- Born: 14 April 1939 Ottawa, Ontario, Canada
- Died: 25 September 2025 (aged 86) Montreal, Quebec, Canada
- Known for: Being a pioneer of palliative care in North America
- Awards: Order of Canada National Order of Quebec

= Balfour Mount =

Canadian physician, surgeon and academic (1939–2025)

Balfour M. Mount, (14 April 1939 – 25 September 2025) was a Canadian physician, surgeon and academic. He was considered the "father of palliative care in North America".

==Life and career==
Born in Ottawa, Ontario on 14 April 1939, Mount received his medical degree from Queen's University in 1963 and studied surgery and urology at McGill University. In January 1973, Dr. Mount, an urologic-cancer surgeon, was influenced by a discussion group of Elisabeth Kubler-Ross' book On Death and Dying to lead a study of the conditions at Montreal's Royal Victoria Hospital. After visiting Cicely Saunders' St. Christopher's Hospice, he helped to create a similar ward within the Royal Victoria Hospital in 1974 and coined the term "palliative care". He became the founding Director of the Royal Victoria Hospital Palliative Care Service, the Palliative Care McGill in 1990 and the McGill Programs in Integrated Whole Person Care in 1999. Dr. Mount was the Eric M. Flanders Emeritus Professor of Palliative Care at McGill University. In 1976 he established the International Congress on Palliative Care, held every two years in Montreal to this day.

In 2021, he published his memoirs, Ten Thousand Crossroads: The Path as I Remember It.

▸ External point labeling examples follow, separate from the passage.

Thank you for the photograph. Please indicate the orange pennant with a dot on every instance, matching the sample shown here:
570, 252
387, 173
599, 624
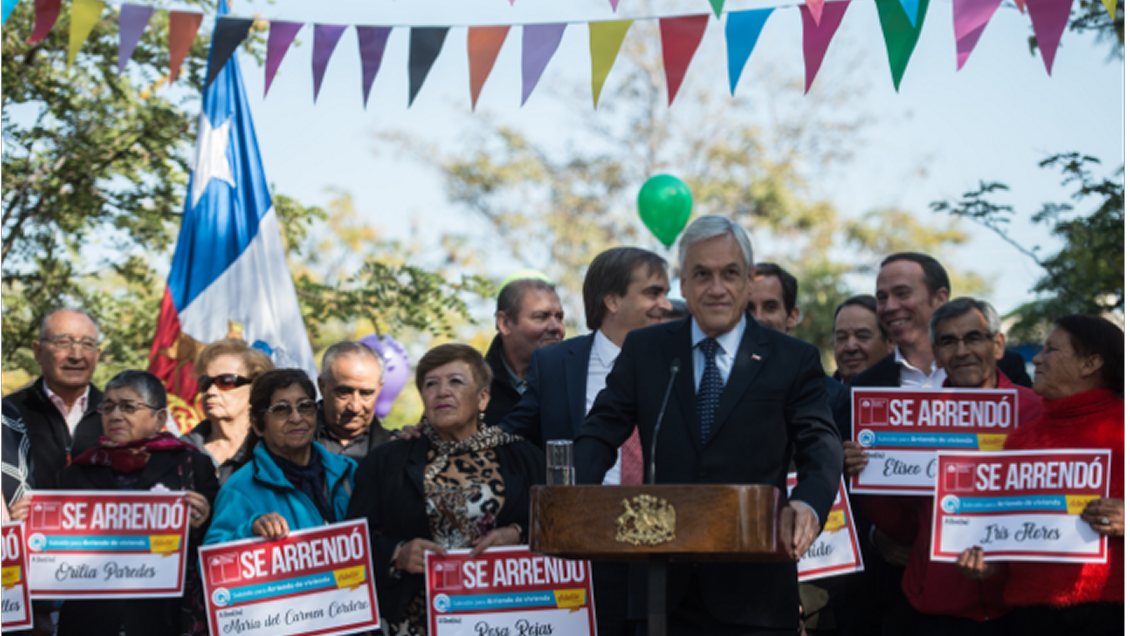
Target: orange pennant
182, 32
483, 46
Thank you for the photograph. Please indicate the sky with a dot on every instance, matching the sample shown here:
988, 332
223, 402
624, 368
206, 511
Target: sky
941, 134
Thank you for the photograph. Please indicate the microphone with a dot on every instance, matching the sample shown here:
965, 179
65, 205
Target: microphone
659, 421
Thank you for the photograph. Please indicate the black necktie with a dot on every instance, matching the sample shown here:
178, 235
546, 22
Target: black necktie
710, 389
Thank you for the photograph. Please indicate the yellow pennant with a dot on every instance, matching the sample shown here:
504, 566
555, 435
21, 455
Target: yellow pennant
85, 14
605, 41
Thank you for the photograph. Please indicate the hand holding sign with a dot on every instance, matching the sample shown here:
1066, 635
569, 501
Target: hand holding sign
1106, 516
411, 556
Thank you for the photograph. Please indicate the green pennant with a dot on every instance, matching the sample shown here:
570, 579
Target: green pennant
901, 35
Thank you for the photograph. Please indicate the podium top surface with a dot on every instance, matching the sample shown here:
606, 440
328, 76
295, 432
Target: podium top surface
623, 523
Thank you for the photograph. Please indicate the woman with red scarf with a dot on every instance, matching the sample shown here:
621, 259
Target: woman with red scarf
136, 453
1080, 375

Mount died in the palliative care unit that bears his name at the Royal Victoria Hospital of the McGill University Health Centre, on 25 September 2025, at the age of 86.

==Honours==
In 1985, Mount was made a Member of the Order of Canada in recognition for having "founded the first Palliative Care Service at Montreal's Royal Victoria Hospital". In 2003, he was promoted to Officer in recognition of being "the father of palliative care in North America". In 1988, he was made an Officer of the National Order of Quebec. He also received an award from the American Academy of Hospice and Palliative Medicine for his lifetime achievements, as well as the Queen Elizabeth II Diamond Jubilee Medal. In 2020, he was one of six Canadian scientists and doctors to feature on stamps issued by the Canadian Post Office.

He has been awarded honorary degrees from the University of Calgary, Queen's University, and Dalhousie University.